Le gaz naturel, ce combustible fossile très émetteur de CO2, sera-t-il remplacé demain par son équivalent renouvelable ? C'est en tout cas ce que promet Engie, (ex-GDF) qui affiche son intention de se renforcer dans le biométhane en Europe. Et pour cause, ce gaz renouvelable issu de la fermentation de matières organiques serait 80% moins polluant, assure le groupe tricolore, qui répète à l'envi que l'électricité seule ne permettra pas d'assurer la transition énergétique.
Fort de cette stratégie, Engie a annoncé jeudi 21 septembre l'acquisition du producteur britannique de biométhane Ixora Energy Ltd, pour 64,8 millions de livres (75 millions d'euros). L'entreprise, qui possède trois unités de production au Royaume-Uni, produit 160 GWh (0,16 TWh) de biométhane par an, selon un communiqué.

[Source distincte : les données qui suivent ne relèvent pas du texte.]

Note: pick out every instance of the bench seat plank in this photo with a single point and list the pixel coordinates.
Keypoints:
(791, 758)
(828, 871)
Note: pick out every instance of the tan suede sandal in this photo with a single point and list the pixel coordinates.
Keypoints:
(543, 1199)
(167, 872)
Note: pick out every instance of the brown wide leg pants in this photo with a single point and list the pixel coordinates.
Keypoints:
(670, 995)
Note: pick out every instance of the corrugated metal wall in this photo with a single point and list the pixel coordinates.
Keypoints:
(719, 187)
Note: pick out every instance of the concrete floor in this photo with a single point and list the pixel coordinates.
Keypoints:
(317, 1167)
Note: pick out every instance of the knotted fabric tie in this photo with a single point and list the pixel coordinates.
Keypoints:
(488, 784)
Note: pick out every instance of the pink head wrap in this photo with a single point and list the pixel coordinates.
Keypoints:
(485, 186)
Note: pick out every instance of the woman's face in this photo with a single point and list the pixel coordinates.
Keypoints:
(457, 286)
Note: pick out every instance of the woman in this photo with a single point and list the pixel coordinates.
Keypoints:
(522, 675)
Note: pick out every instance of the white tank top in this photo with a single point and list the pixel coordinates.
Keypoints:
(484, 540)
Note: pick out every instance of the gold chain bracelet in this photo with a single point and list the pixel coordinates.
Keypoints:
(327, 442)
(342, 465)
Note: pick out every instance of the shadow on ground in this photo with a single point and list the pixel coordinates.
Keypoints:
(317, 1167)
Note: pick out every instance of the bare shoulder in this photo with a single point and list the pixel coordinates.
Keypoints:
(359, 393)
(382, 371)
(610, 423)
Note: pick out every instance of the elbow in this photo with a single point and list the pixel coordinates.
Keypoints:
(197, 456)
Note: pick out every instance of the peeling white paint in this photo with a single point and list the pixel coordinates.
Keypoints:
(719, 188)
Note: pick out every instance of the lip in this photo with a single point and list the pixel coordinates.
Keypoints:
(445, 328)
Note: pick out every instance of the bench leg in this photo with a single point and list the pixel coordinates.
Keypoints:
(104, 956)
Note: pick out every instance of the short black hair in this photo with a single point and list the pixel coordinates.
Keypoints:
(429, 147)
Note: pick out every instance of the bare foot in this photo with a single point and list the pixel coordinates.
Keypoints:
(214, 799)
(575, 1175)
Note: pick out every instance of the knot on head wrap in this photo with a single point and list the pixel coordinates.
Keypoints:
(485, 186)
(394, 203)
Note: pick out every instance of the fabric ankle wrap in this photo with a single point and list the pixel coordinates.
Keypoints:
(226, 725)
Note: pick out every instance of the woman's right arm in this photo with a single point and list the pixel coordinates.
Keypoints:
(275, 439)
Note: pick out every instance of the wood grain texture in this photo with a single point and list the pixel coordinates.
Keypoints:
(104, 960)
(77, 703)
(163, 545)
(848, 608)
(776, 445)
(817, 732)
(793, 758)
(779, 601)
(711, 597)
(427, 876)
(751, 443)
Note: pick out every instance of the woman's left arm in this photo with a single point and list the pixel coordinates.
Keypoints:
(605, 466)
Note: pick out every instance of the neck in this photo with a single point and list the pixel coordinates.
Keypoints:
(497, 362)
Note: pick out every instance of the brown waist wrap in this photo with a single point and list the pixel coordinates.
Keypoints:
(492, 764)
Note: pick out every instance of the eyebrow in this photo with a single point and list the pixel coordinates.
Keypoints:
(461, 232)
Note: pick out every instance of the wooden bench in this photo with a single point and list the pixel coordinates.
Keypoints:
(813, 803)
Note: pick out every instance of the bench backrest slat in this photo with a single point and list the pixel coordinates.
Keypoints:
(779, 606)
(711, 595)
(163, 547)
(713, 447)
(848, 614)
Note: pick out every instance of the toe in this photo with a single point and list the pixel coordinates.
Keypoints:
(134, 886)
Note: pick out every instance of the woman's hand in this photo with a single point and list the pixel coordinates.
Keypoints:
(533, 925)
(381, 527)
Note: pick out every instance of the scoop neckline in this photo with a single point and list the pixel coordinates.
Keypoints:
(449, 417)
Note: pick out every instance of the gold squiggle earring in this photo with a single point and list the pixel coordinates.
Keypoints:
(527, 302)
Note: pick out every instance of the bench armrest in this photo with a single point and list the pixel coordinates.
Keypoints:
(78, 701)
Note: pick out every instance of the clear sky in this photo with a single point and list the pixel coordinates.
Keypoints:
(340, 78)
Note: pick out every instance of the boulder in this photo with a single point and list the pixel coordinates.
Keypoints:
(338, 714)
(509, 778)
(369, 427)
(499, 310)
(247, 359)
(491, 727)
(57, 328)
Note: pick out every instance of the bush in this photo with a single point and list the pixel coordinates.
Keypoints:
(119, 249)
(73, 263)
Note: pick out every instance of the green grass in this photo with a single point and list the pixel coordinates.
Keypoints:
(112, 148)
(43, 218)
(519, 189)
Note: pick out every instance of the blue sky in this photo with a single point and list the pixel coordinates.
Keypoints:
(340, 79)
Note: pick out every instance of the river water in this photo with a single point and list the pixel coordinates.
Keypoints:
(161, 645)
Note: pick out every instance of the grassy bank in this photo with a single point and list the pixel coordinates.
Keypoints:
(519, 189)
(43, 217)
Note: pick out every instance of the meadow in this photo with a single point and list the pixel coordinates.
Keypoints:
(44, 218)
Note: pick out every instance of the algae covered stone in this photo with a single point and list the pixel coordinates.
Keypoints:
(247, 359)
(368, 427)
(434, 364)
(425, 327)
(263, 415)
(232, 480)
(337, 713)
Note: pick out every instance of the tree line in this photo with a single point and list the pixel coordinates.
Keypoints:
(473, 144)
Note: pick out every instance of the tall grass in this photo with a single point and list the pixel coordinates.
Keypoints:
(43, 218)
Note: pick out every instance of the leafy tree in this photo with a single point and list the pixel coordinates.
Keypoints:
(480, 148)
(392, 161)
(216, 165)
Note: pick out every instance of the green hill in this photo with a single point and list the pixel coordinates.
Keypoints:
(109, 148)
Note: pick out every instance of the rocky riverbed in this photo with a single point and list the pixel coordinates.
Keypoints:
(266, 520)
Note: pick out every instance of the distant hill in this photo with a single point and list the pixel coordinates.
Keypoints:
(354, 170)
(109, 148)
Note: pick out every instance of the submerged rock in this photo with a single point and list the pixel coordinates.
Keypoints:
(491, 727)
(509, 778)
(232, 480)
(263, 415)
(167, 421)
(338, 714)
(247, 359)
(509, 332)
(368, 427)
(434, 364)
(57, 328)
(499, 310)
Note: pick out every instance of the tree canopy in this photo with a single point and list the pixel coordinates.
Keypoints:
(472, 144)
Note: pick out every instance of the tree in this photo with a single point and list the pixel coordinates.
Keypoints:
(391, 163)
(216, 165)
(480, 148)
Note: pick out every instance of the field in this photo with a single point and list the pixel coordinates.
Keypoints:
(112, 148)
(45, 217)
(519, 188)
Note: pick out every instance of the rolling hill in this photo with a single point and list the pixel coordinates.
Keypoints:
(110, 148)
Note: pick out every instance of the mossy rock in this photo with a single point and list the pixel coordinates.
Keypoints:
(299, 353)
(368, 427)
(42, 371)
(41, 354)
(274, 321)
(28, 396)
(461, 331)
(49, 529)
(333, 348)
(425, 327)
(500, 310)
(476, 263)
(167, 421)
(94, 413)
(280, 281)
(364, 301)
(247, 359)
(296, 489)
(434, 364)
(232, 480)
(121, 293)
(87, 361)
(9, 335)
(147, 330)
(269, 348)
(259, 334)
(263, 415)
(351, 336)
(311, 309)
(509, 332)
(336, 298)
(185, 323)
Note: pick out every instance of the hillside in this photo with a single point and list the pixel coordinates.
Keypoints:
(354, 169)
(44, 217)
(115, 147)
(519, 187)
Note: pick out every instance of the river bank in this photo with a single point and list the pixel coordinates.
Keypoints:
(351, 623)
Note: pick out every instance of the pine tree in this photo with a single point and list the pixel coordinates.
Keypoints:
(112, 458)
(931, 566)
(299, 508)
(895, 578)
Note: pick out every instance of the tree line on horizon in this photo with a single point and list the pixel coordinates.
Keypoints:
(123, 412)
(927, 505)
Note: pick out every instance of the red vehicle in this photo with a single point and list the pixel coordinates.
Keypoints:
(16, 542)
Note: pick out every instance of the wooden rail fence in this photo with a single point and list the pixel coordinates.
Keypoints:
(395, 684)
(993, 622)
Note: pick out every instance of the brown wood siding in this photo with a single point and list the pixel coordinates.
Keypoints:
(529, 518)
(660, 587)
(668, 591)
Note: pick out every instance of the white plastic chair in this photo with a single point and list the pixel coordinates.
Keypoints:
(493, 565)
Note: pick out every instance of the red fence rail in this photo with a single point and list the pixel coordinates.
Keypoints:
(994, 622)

« Avec un objectif de 10 TWh de production de biométhane par an à l'horizon 2030 en Europe, cette acquisition nourrit les nouvelles ambitions d'Engie en matière de production de gaz renouvelables », précise ainsi le groupe, qui vise le « net zéro carbone d'ici 2045 » et affirme son ambition de parvenir à « 100% de gaz vert à l'horizon 2050 ».
Au global, l'entreprise affiche, pour l'heure, une capacité de production installée de 670 GWh par an au 30 juin, avec 32 sites en France, au coude à coude avec son concurrent TotalEnergies. D'autres projets sont en développement notamment aux Pays-Bas et en Allemagne, en plus, donc, des trois unités d'Ixora.